Liuteria della vergogna

14 SET 14
Ultimo aggiornamento: 15:14 | 16 MAG 25
Immagine di Liuteria della vergogna
Vengono da due città dell’est, da tempo note per le loro fabbriche di strumenti musicali: Kazanlak, in Bulgaria e Reghin in Romania. Arrivano trasportati su camion carichi di legname destinato ai laboratori artigianali cremonesi.

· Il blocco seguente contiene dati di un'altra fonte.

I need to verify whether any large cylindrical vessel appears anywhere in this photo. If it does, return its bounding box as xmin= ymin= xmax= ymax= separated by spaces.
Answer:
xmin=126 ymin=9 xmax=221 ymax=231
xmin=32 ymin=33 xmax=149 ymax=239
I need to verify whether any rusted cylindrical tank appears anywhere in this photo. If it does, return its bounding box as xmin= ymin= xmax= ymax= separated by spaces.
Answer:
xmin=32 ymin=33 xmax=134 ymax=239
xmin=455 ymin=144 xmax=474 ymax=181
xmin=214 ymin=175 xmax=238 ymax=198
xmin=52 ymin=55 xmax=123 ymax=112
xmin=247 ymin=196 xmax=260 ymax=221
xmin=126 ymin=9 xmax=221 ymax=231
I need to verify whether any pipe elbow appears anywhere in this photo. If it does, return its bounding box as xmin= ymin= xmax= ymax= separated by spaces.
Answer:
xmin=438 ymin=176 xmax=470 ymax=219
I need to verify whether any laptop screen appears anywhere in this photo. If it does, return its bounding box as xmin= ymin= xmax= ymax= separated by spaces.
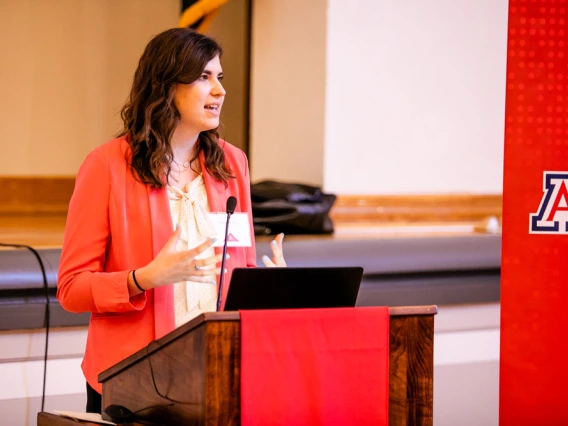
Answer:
xmin=225 ymin=266 xmax=363 ymax=311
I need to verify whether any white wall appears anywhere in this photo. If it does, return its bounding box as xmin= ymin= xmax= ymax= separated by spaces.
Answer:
xmin=251 ymin=0 xmax=508 ymax=194
xmin=249 ymin=0 xmax=327 ymax=185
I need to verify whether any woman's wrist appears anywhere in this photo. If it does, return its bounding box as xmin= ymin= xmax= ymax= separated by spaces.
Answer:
xmin=133 ymin=266 xmax=156 ymax=290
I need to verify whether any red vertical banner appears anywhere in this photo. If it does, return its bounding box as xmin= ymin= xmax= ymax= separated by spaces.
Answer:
xmin=499 ymin=0 xmax=568 ymax=426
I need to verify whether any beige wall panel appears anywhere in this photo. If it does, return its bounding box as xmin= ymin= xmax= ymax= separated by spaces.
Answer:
xmin=0 ymin=0 xmax=179 ymax=176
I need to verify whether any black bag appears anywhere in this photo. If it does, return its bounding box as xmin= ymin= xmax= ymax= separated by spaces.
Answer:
xmin=251 ymin=180 xmax=336 ymax=235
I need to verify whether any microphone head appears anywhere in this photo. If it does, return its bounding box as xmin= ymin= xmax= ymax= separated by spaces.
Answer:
xmin=227 ymin=196 xmax=237 ymax=214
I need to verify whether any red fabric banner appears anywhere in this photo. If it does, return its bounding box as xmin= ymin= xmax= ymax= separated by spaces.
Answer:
xmin=241 ymin=307 xmax=389 ymax=426
xmin=499 ymin=0 xmax=568 ymax=426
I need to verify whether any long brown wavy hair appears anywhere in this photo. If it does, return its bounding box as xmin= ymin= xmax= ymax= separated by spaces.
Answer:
xmin=119 ymin=28 xmax=234 ymax=188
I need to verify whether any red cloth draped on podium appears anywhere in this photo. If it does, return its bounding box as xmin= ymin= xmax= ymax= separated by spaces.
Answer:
xmin=240 ymin=307 xmax=389 ymax=426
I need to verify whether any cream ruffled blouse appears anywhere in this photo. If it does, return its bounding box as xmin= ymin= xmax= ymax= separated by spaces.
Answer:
xmin=167 ymin=174 xmax=217 ymax=327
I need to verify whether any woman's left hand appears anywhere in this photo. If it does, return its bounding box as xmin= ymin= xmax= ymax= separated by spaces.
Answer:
xmin=262 ymin=234 xmax=286 ymax=268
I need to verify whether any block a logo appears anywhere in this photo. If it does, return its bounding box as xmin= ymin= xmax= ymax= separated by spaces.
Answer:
xmin=529 ymin=172 xmax=568 ymax=234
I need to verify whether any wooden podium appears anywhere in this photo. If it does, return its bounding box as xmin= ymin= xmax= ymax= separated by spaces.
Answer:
xmin=38 ymin=306 xmax=437 ymax=426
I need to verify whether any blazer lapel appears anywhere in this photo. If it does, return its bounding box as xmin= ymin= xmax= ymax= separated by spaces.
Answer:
xmin=199 ymin=151 xmax=227 ymax=213
xmin=147 ymin=187 xmax=175 ymax=339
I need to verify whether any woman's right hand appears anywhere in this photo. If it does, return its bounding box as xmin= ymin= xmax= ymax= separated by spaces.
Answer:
xmin=136 ymin=227 xmax=222 ymax=290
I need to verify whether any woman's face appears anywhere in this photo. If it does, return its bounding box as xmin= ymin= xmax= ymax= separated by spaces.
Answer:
xmin=174 ymin=56 xmax=226 ymax=134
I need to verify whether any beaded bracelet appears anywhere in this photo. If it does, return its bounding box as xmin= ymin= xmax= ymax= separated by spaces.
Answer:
xmin=132 ymin=269 xmax=146 ymax=291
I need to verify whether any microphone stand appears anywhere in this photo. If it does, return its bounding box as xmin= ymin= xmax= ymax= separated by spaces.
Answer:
xmin=217 ymin=197 xmax=237 ymax=312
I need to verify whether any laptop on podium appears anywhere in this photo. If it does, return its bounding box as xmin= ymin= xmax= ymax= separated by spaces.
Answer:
xmin=225 ymin=266 xmax=363 ymax=311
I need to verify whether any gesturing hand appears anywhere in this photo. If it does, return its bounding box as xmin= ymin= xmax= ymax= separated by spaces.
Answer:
xmin=262 ymin=233 xmax=286 ymax=268
xmin=136 ymin=228 xmax=222 ymax=290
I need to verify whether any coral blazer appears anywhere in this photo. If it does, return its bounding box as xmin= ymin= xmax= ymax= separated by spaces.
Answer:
xmin=57 ymin=138 xmax=256 ymax=393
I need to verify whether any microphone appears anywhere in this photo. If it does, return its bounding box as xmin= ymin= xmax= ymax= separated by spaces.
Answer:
xmin=217 ymin=196 xmax=237 ymax=312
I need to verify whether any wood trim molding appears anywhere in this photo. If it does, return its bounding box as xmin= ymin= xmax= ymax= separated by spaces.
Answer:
xmin=330 ymin=194 xmax=503 ymax=225
xmin=0 ymin=176 xmax=75 ymax=215
xmin=0 ymin=176 xmax=502 ymax=226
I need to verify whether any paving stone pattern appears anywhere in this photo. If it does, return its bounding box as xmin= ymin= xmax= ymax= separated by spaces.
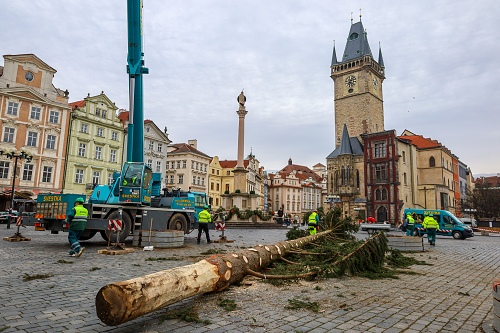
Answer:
xmin=0 ymin=225 xmax=500 ymax=333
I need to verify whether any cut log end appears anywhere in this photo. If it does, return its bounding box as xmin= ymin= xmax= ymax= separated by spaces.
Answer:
xmin=95 ymin=284 xmax=130 ymax=326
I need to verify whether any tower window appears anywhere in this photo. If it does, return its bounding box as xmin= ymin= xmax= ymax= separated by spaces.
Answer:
xmin=349 ymin=32 xmax=359 ymax=40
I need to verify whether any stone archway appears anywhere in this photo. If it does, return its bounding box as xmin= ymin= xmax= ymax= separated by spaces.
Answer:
xmin=377 ymin=206 xmax=387 ymax=222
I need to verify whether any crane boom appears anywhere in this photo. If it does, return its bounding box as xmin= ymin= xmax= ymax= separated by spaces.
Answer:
xmin=127 ymin=0 xmax=149 ymax=162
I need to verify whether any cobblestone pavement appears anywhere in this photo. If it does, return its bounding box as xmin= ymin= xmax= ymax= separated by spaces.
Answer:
xmin=0 ymin=225 xmax=500 ymax=333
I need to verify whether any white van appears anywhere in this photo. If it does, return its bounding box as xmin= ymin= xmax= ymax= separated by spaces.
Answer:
xmin=459 ymin=217 xmax=477 ymax=228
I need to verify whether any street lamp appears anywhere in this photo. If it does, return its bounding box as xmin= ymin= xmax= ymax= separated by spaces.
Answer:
xmin=0 ymin=149 xmax=33 ymax=229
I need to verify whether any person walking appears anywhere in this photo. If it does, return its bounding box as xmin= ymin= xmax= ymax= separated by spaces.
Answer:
xmin=67 ymin=198 xmax=89 ymax=257
xmin=422 ymin=214 xmax=439 ymax=246
xmin=406 ymin=213 xmax=415 ymax=236
xmin=196 ymin=205 xmax=212 ymax=244
xmin=307 ymin=209 xmax=319 ymax=235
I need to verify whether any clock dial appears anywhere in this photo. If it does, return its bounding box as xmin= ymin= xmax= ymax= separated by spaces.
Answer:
xmin=24 ymin=72 xmax=35 ymax=82
xmin=345 ymin=75 xmax=356 ymax=88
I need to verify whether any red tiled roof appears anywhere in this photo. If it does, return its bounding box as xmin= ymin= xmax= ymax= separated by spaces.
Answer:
xmin=168 ymin=143 xmax=211 ymax=158
xmin=69 ymin=100 xmax=85 ymax=109
xmin=398 ymin=135 xmax=443 ymax=149
xmin=279 ymin=164 xmax=323 ymax=183
xmin=475 ymin=176 xmax=500 ymax=187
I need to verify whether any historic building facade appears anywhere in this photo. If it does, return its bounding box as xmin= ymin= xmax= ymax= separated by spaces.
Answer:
xmin=64 ymin=92 xmax=124 ymax=195
xmin=165 ymin=140 xmax=212 ymax=193
xmin=0 ymin=54 xmax=71 ymax=209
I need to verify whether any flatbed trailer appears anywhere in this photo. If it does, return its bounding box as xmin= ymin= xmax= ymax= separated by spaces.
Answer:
xmin=23 ymin=194 xmax=198 ymax=242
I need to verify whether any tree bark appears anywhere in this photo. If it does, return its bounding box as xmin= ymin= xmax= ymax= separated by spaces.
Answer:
xmin=95 ymin=230 xmax=331 ymax=326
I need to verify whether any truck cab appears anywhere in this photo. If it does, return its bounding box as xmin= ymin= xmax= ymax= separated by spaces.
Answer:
xmin=404 ymin=208 xmax=474 ymax=239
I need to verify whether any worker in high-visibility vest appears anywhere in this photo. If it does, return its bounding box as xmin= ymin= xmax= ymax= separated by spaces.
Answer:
xmin=422 ymin=214 xmax=439 ymax=246
xmin=67 ymin=198 xmax=89 ymax=257
xmin=406 ymin=213 xmax=415 ymax=236
xmin=197 ymin=205 xmax=212 ymax=244
xmin=307 ymin=209 xmax=319 ymax=235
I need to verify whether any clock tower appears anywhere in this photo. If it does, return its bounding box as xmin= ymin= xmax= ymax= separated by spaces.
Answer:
xmin=330 ymin=19 xmax=385 ymax=147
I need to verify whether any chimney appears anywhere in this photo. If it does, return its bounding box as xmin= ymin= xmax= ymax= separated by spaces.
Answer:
xmin=188 ymin=139 xmax=198 ymax=149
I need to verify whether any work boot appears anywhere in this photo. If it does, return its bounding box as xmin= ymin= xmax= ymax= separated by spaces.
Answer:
xmin=76 ymin=247 xmax=85 ymax=257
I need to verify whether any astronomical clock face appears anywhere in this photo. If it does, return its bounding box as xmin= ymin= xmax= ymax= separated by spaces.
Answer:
xmin=345 ymin=75 xmax=356 ymax=88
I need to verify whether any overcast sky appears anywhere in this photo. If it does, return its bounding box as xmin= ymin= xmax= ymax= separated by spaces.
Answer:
xmin=0 ymin=0 xmax=500 ymax=176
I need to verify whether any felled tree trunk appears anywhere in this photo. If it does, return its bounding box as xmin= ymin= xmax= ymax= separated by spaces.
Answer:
xmin=95 ymin=230 xmax=331 ymax=325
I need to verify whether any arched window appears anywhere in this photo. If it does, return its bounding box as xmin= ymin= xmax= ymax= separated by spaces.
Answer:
xmin=377 ymin=206 xmax=387 ymax=222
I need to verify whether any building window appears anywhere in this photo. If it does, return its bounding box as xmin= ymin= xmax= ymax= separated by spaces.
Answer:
xmin=23 ymin=164 xmax=33 ymax=181
xmin=375 ymin=165 xmax=387 ymax=180
xmin=49 ymin=111 xmax=59 ymax=124
xmin=30 ymin=106 xmax=42 ymax=120
xmin=42 ymin=166 xmax=52 ymax=183
xmin=95 ymin=146 xmax=102 ymax=160
xmin=108 ymin=173 xmax=114 ymax=185
xmin=109 ymin=149 xmax=116 ymax=163
xmin=80 ymin=124 xmax=89 ymax=133
xmin=0 ymin=161 xmax=10 ymax=178
xmin=45 ymin=134 xmax=56 ymax=149
xmin=7 ymin=102 xmax=19 ymax=116
xmin=92 ymin=171 xmax=101 ymax=186
xmin=78 ymin=142 xmax=87 ymax=157
xmin=3 ymin=127 xmax=16 ymax=143
xmin=75 ymin=169 xmax=83 ymax=184
xmin=374 ymin=142 xmax=386 ymax=158
xmin=26 ymin=132 xmax=38 ymax=147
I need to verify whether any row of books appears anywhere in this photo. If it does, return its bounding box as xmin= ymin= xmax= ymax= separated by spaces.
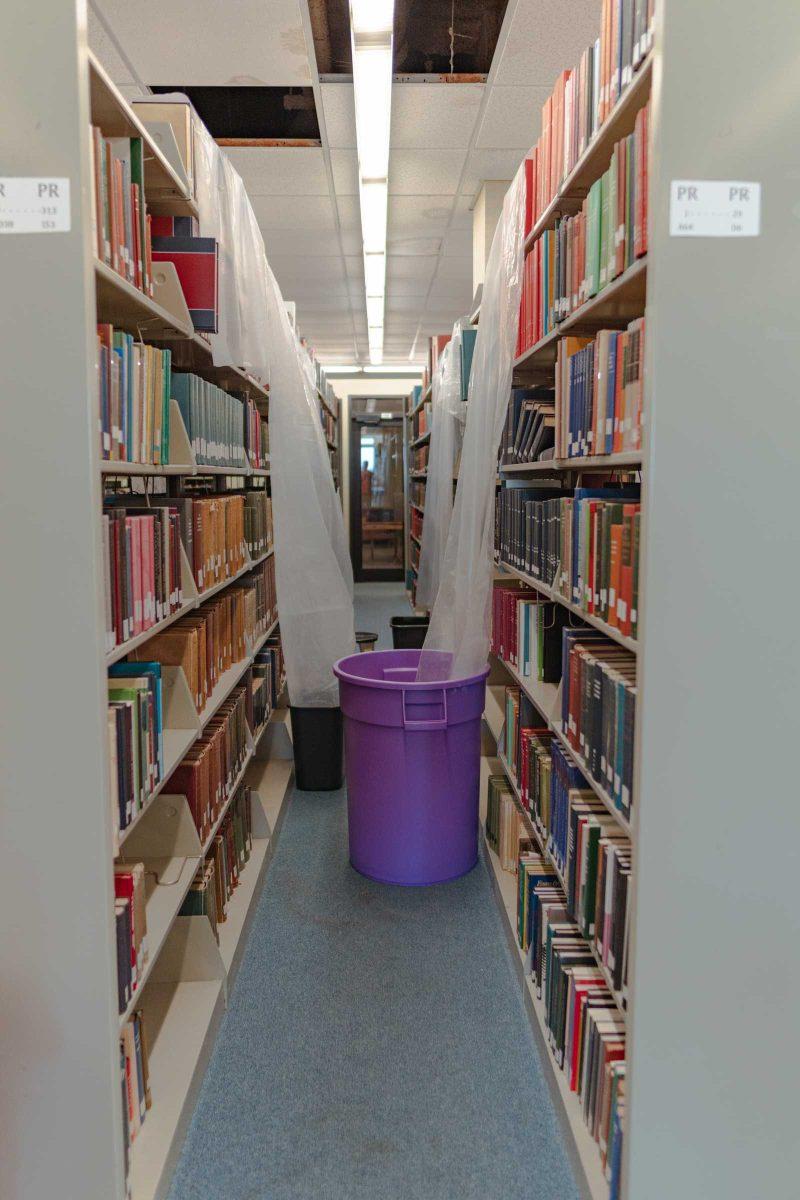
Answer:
xmin=518 ymin=851 xmax=626 ymax=1189
xmin=103 ymin=503 xmax=184 ymax=650
xmin=97 ymin=325 xmax=172 ymax=466
xmin=131 ymin=572 xmax=267 ymax=713
xmin=495 ymin=485 xmax=640 ymax=637
xmin=486 ymin=775 xmax=625 ymax=1186
xmin=180 ymin=786 xmax=253 ymax=942
xmin=485 ymin=775 xmax=531 ymax=874
xmin=184 ymin=494 xmax=248 ymax=594
xmin=554 ymin=317 xmax=644 ymax=458
xmin=411 ymin=443 xmax=431 ymax=470
xmin=114 ymin=863 xmax=149 ymax=1013
xmin=108 ymin=662 xmax=164 ymax=830
xmin=319 ymin=403 xmax=336 ymax=445
xmin=173 ymin=371 xmax=247 ymax=467
xmin=243 ymin=396 xmax=270 ymax=470
xmin=253 ymin=634 xmax=285 ymax=732
xmin=492 ymin=580 xmax=569 ymax=683
xmin=525 ymin=0 xmax=655 ymax=226
xmin=90 ymin=125 xmax=152 ymax=295
xmin=561 ymin=629 xmax=637 ymax=818
xmin=517 ymin=107 xmax=648 ymax=355
xmin=169 ymin=685 xmax=249 ymax=845
xmin=499 ymin=388 xmax=557 ymax=467
xmin=409 ymin=385 xmax=431 ymax=442
xmin=245 ymin=488 xmax=272 ymax=558
xmin=120 ymin=1009 xmax=152 ymax=1178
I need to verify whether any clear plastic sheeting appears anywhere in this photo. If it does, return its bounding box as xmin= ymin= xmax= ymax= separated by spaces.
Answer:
xmin=160 ymin=96 xmax=356 ymax=708
xmin=416 ymin=317 xmax=469 ymax=608
xmin=266 ymin=265 xmax=356 ymax=708
xmin=416 ymin=167 xmax=525 ymax=682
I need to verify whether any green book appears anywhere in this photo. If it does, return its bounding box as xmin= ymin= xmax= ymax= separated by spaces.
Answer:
xmin=597 ymin=170 xmax=610 ymax=292
xmin=587 ymin=179 xmax=602 ymax=296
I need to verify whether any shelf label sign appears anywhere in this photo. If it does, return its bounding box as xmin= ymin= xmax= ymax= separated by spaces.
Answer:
xmin=669 ymin=179 xmax=762 ymax=238
xmin=0 ymin=178 xmax=71 ymax=233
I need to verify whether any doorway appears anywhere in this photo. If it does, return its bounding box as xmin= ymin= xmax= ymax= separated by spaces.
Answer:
xmin=350 ymin=415 xmax=404 ymax=582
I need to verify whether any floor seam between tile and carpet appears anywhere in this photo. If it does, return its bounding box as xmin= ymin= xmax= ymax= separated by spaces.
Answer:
xmin=169 ymin=586 xmax=579 ymax=1200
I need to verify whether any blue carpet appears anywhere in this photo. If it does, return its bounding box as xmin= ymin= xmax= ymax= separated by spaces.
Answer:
xmin=169 ymin=586 xmax=578 ymax=1200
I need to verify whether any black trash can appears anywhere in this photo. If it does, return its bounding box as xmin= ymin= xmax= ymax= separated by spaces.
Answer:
xmin=289 ymin=704 xmax=344 ymax=792
xmin=390 ymin=617 xmax=431 ymax=650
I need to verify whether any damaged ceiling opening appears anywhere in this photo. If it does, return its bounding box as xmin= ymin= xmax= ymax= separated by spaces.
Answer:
xmin=152 ymin=84 xmax=320 ymax=145
xmin=308 ymin=0 xmax=509 ymax=76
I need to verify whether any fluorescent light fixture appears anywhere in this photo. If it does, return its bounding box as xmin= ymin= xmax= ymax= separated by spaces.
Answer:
xmin=360 ymin=179 xmax=389 ymax=255
xmin=353 ymin=41 xmax=392 ymax=179
xmin=367 ymin=296 xmax=384 ymax=329
xmin=350 ymin=0 xmax=395 ymax=364
xmin=363 ymin=253 xmax=386 ymax=296
xmin=350 ymin=0 xmax=395 ymax=34
xmin=363 ymin=362 xmax=422 ymax=376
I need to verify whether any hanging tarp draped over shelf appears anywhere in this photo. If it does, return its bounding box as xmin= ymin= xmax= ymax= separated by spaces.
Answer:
xmin=189 ymin=114 xmax=355 ymax=708
xmin=416 ymin=317 xmax=469 ymax=608
xmin=417 ymin=167 xmax=525 ymax=680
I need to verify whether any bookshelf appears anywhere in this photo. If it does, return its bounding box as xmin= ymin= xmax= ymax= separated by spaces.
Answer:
xmin=0 ymin=16 xmax=298 ymax=1200
xmin=474 ymin=0 xmax=800 ymax=1200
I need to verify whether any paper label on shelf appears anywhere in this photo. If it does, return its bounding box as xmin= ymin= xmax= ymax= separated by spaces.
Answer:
xmin=669 ymin=179 xmax=762 ymax=238
xmin=0 ymin=176 xmax=71 ymax=233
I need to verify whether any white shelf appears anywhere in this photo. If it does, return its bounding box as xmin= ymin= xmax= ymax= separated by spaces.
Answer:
xmin=498 ymin=450 xmax=642 ymax=482
xmin=495 ymin=559 xmax=638 ymax=654
xmin=95 ymin=259 xmax=192 ymax=338
xmin=525 ymin=55 xmax=652 ymax=247
xmin=119 ymin=728 xmax=198 ymax=850
xmin=120 ymin=856 xmax=200 ymax=1027
xmin=89 ymin=50 xmax=199 ymax=216
xmin=498 ymin=659 xmax=631 ymax=838
xmin=483 ymin=839 xmax=608 ymax=1200
xmin=106 ymin=598 xmax=197 ymax=666
xmin=131 ymin=979 xmax=224 ymax=1200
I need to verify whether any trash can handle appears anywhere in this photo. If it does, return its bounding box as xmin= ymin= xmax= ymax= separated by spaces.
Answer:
xmin=403 ymin=688 xmax=447 ymax=730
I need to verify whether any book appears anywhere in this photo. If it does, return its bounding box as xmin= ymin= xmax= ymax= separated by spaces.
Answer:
xmin=103 ymin=496 xmax=184 ymax=649
xmin=90 ymin=125 xmax=152 ymax=295
xmin=517 ymin=106 xmax=649 ymax=356
xmin=97 ymin=324 xmax=172 ymax=466
xmin=172 ymin=371 xmax=248 ymax=467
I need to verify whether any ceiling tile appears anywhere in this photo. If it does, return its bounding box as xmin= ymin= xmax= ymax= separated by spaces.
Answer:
xmin=330 ymin=148 xmax=359 ymax=196
xmin=462 ymin=150 xmax=527 ymax=199
xmin=391 ymin=83 xmax=485 ymax=150
xmin=387 ymin=196 xmax=452 ymax=244
xmin=319 ymin=80 xmax=356 ymax=150
xmin=224 ymin=146 xmax=329 ymax=198
xmin=251 ymin=196 xmax=336 ymax=233
xmin=389 ymin=146 xmax=465 ymax=196
xmin=475 ymin=85 xmax=553 ymax=154
xmin=89 ymin=0 xmax=311 ymax=86
xmin=494 ymin=0 xmax=601 ymax=90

I mercanti offrono prima i loro legni, poi, se il cliente non è soddisfatto, presentano i violini. Sono strumenti grezzi, semilavorati di tipo industriale prodotti in alcune note fabbriche del luogo. Ne arrivano centinaia ogni settimana da una paio d’anni a questa parte. Hanno ormai invaso ogni spazio. Un liutaio sa poi come adattarli in base alle proprie esigenze ed a quelle del mercato. Basta un ritocco un po’ qua e un po’ là secondo la propria esperienza, una mano di vernice e quel violino made in Cremona può essere messo tranquillamente in vendita all’ombra del Torrazzo. Il prodotto grezzo costa dai 250 ai 600 euro. Ma esistono anche violini finiti a non più di 800 euro...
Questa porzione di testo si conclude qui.